Lucía y Adrián estaban en la boda de su mejor amiga. El festejo llegaba a su fin cuando el presentador anunció que la novia lanzaría el ramo. Lucía no pensaba participar, pero de pronto vio las flores volando hacia ella. Levantó las manos por instinto y el ramo aterrizó en sus palmas. Los invitados aplaudieron mientras Adrián se llevaba las manos a la cabeza, exagerando, como suelen hacer los hombres cuando sus novias atrapan “ese” ramo.
Lucía regresaba a su mesa cuando escuchó una conversación tras una puerta entreabierta. Reconoció la voz de Adrián.
—¡Prepárate! —se reía alguien—. Lucía ya te imagina en el registro civil. ¡Atrapó el ramo!
—Si se apega, se desapega —respondió Adrián con sarcasmo—. No pienso casarme en cinco años, mínimo. Además, ya me mantiene bastante bien.
—¿A que en seis meses la llevas al altar? Si no, encontrará a alguien con más futuro. Y tú te quedarás con cacerolas y calcetines sucios.
—¡Te lo juro! Llevamos un año viviendo juntos, no se irá a ningún lado. Seguirá cocinando el cocido y lavando mi ropa.
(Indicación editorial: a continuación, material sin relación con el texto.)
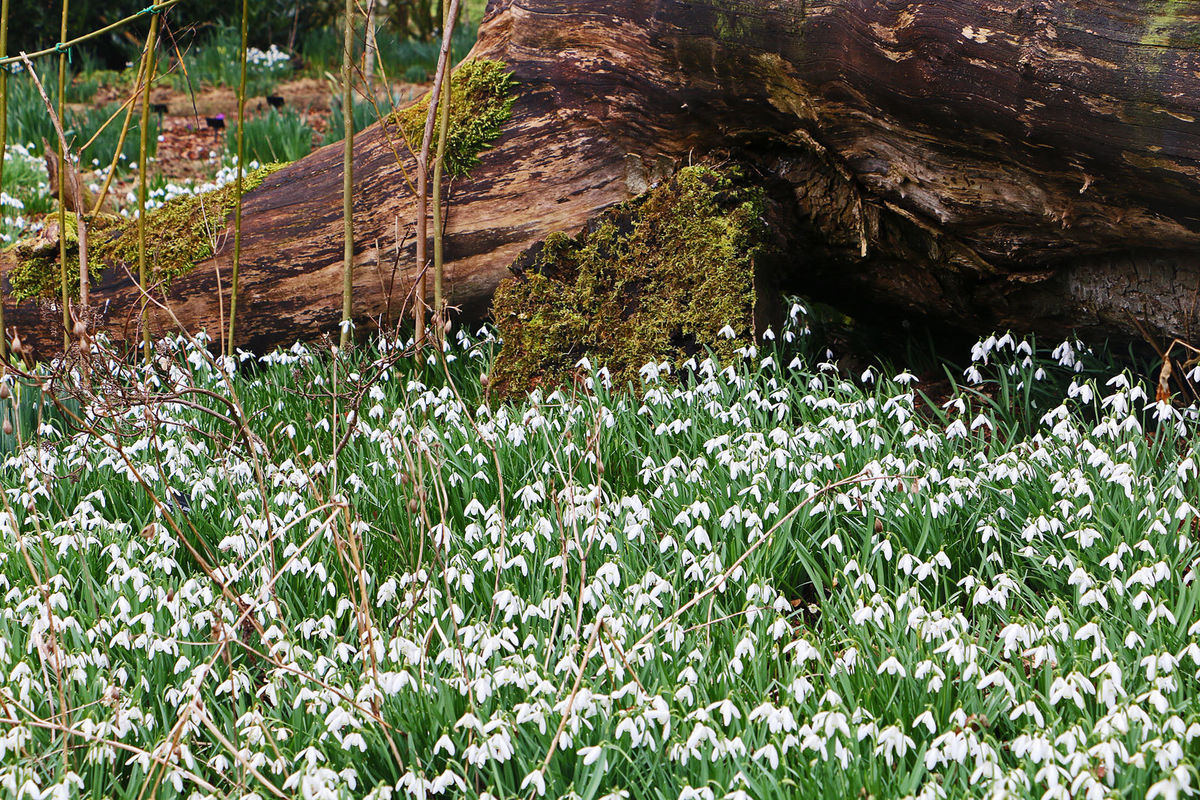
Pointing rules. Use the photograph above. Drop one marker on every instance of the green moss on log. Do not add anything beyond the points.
(179, 235)
(651, 280)
(480, 103)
A Lucía se le heló la sangre. No quiso armar un escándalo ni estropear la fiesta. Cogió su abrigo, tiró el ramo a la basura a la salida y llamó un taxi.
Ellos compartían piso en Madrid, dividiendo alquiler, gastos y comida. Adrián intentó cargarle las tareas domésticas, pero Lucía dejó claro que si ella era la “ama de casa”, él sería el “patrocinador”. No le gustó. A regañadientes, empezó a fregar platos y limpiar.
Eso sí, ante sus amigos, fingía ser un “machote” cuya mujer vivía feliz doblando sus calcetines.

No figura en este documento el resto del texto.